When they had drawn on out of earshot life began to return
to the banks and nature again took possession of the scene.
Alligators abounded once on this lower Chagres, but they have
grown scarce now, or shy, and though we sat with H----'s automatic
rifle across our knees in turns we saw no more than a carcass or a
skeleton on the bank at the foot of the sheer wall of impenetrable
verdure.
Till at length the sea opened on our sight through the alley-way
of jungle, and a broad inviting cocoanut grove nodded and beckoned
on our left. Instead we paddled out across the sandbar to play
with the surf of the Atlantic, but found it safer to return and
glide across the little bay to the drowsy straw and tin village.

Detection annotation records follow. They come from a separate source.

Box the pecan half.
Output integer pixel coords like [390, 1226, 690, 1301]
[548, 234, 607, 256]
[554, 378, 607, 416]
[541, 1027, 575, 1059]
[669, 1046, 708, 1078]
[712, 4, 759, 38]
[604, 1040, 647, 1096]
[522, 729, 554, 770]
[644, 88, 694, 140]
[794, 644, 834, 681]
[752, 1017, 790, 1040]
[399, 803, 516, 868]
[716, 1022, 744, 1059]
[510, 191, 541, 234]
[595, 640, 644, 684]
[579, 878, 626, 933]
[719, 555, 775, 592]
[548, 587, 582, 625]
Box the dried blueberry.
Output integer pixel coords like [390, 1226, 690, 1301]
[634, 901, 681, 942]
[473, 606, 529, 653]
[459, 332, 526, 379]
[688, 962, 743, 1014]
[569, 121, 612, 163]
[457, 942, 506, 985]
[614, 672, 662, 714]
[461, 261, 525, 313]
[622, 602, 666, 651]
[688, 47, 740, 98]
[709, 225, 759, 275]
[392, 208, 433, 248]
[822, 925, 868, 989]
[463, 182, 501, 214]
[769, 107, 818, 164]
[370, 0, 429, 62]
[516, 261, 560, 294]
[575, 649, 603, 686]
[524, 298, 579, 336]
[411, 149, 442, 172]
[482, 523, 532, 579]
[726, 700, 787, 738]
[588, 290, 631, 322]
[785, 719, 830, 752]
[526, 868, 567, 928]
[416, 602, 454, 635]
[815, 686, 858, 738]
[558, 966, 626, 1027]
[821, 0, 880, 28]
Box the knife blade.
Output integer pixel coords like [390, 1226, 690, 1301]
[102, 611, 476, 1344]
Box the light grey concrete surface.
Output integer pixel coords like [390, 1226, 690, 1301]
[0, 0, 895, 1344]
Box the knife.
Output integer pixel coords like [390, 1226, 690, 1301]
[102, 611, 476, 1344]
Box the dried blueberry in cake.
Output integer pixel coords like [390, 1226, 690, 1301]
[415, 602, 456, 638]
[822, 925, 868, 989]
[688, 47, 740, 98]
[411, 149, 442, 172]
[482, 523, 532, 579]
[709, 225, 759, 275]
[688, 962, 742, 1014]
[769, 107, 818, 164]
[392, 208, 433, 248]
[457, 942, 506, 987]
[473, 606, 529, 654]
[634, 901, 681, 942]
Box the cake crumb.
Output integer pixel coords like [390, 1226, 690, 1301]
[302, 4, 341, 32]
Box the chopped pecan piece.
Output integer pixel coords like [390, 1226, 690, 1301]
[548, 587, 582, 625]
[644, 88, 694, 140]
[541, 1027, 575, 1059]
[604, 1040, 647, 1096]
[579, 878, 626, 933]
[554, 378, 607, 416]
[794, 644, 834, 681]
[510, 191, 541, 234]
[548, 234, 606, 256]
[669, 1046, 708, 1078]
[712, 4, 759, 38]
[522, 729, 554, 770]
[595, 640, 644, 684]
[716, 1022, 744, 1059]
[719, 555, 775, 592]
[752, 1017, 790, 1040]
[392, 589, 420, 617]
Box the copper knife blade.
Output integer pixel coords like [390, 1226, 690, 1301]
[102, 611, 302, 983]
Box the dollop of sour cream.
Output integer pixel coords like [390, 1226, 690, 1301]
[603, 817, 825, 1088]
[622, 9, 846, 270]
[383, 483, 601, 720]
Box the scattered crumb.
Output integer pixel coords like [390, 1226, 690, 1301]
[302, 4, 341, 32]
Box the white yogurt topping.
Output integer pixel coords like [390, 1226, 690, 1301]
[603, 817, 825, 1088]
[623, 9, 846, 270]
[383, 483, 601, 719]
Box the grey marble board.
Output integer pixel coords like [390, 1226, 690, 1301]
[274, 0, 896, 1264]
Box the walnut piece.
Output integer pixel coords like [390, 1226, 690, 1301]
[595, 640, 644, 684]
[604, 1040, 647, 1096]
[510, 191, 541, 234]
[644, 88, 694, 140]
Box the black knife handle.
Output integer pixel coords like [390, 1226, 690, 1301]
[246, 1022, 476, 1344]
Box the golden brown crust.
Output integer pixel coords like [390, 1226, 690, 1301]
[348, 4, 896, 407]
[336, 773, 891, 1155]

Here--for the mouth of the Chagres like its source lies in a
foreign land--a solitary Panamanian policeman in the familiar
Arctic uniform enticed us toward the little thatched office, and
house, and swinging hammock of the alcalde to register our names,
and our business had we had any. So deep-rooted was the serenity
of the place that even when "Dusty," in all Zone innocence,
addressed the white-haired little mulatto as "hombre" he lost
neither his dignity nor his temper.
The policeman and a brown boy of merry breed went with us up the
grassy rise to the old fort. In its musty vaulted dungeons were
still the massive, rust-corroded irons for feet, waist and neck of
prisoners of the old brutal days; blind owls stared upon us; once
the boy brought down with his honda, or slung-shot, one of the
bats that circled uncannily above our heads.